0

I have a file that uses \x01 as line terminator. That is line terminator is NOT newline but the bytevalue of 001. Here is the ascii representation for it which ^A.

I want to split file to size of 10 MB each. Here is what I came up with

size=10000 #10 MB
i=0
with open("in-file", "rb") as ifile:
    ofile = open("output0.txt","wb")
    data = ifile.read(size)
        while data:
            ofile.write(data)
            ofile.close()
            data = ifile.read(size)
            i+=1 
            ofile = open("output%d.txt"%(i),"wb")


    ofile.close()

However, this would result in files that are broken at arbitrary places.
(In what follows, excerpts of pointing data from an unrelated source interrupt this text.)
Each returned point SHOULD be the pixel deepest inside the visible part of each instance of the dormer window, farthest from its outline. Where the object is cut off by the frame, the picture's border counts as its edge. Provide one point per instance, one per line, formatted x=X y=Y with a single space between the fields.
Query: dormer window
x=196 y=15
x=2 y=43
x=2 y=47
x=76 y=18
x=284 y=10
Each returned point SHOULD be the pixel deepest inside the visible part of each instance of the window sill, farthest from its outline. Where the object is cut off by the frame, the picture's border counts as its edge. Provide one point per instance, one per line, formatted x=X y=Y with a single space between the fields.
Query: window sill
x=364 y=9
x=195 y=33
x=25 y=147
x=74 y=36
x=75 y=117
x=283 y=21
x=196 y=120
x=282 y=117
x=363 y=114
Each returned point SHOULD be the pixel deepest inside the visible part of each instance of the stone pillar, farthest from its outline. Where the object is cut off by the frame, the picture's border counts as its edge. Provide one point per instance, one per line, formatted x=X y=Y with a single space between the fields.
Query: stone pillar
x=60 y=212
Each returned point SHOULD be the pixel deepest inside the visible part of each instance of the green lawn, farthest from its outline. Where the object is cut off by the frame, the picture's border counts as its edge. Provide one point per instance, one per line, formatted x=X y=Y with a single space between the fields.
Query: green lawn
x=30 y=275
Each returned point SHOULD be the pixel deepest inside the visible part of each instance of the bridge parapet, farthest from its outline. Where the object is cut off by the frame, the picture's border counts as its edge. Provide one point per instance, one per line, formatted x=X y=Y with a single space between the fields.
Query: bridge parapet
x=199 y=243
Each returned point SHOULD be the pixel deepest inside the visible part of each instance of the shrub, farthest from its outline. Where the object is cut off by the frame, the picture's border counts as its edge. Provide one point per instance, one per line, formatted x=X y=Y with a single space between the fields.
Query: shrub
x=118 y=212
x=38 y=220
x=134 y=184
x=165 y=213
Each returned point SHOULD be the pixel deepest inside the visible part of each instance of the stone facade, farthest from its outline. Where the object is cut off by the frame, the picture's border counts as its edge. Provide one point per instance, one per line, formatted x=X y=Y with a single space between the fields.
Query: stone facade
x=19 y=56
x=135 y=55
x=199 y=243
I want the files to be terminated only at the byte value of 001 and next read resumes from the next byte.

brain storm
  • 30,124
  • 69
  • 225
  • 393

1 Answers1

1

if its just one byte terminal you can do something like

def read_line(f_object,terminal_byte): # its one line you could just as easily do this inline
    return "".join(iter(lambda:f_object.read(1),terminal_byte))

then make a helper function that will read all the lines in a file

def read_lines(f_object,terminal_byte):
    tmp = read_line(f_object,terminal_byte)
    while tmp:
        yield tmp
        tmp = read_line(f_object,terminal_byte)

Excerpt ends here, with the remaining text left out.